The American Cancer Society, Lichtenfeld says, disagrees and continues to recommend routine screening mammograms for women age 40 and older.
Is Too Much Testing A Bad Thing?
One of the central issues upon which the USPSTF based its recommendations had to do with the harm that can come from mammography testing: psychological harm, unnecessary imaging tests and biopsies, and false-positive mammogram results in which the patient is told there could be cancer, when in fact none exists. False-positive results are more common for women aged 40 to 49 than for older women.
“They were saying they felt the risk of harm of having extra procedures outweighed the benefit from saving lives, ” Lichtenfeld says of the Task Force’s reasoning to delay mammography.
The fact is that as women age, false positive mammography results decline. That’s mainly because the density of a woman’s breasts tends to decrease with age, making it easier to find cancer. But experts say that women understand mammography has limitations and still want to be screened for breast cancer.
“Most of the women you talk to would much rather go through that process and find something early than wait, ” Evans says. “No one likes to have a false positive about anything, but it’s part of what has to be done to find breast cancer early.”
Early Detection
Both Evans and Lichtenfeld say annual screenings, rather than biannual, are especially important for women in their 40s because cancer tends to grow faster and more aggressively in younger women. Lichtenfeld takes issue with the task force’s analysis because it only looks at the number of women that need to be screened in order to save a life, but not the number of years of life saved, he says. “If you find breast cancer in a young woman and save her life, she has more years of life ahead of her. Had they used that analysis, the [task force] may have come to a different conclusion,” he says.
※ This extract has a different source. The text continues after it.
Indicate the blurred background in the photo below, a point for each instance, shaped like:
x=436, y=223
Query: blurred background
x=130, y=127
The federal health reform law put mammograms on its list of preventive services, which mandate that insurance plans cover the test each year with no cost-sharing. The task force’s 2002 recommendations, which state that women should begin mammography at age 40 on an annual basis, were used by the government in writing the law.
Medical experts express concern that at some point these new recommendations will be adopted, threatening women’s ability to access and pay for annual breast cancer screening in their 40s. However, there is no indication that the government plans to stop requiring insurers to fully cover the cost of mammograms for women in this age group.
So What Should You Do?
At this point, the task force’s recommendations are in contrast with the majority of other major medical associations. Most of those groups recommend women begin getting routine screening mammograms at age 35 to 40 and to do so every year. Since African American women tend to have a higher breast cancer mortality rate, many experts agree that:
• All women should conduct consistent, monthly self-exams seven to ten days after the start of the menstrual cycle. For post-menopausal women, select one day of the month and consistently conduct a self-exam on that day.
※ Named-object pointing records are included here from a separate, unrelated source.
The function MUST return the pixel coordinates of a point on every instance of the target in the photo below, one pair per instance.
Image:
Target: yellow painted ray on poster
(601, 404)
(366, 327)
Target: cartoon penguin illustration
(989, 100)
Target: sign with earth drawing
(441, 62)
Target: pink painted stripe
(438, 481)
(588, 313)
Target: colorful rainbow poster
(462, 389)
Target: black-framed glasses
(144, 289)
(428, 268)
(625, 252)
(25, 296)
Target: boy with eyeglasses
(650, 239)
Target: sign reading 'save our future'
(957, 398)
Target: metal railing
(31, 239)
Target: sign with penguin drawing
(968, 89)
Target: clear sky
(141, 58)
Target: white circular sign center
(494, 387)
• Women with no family history of breast cancer should have a baseline mammogram screening at 35, then regular mammogram screenings every year after 40.
• Women with a family history of breast cancer should have a baseline mammogram 10 years before youngest member diagnosed with breast cancer.
• African American women under the age of 40 with a palpable breast mass should insist on getting evaluated with a mammogram or ultrasound. Seek out a breast specialist if necessary.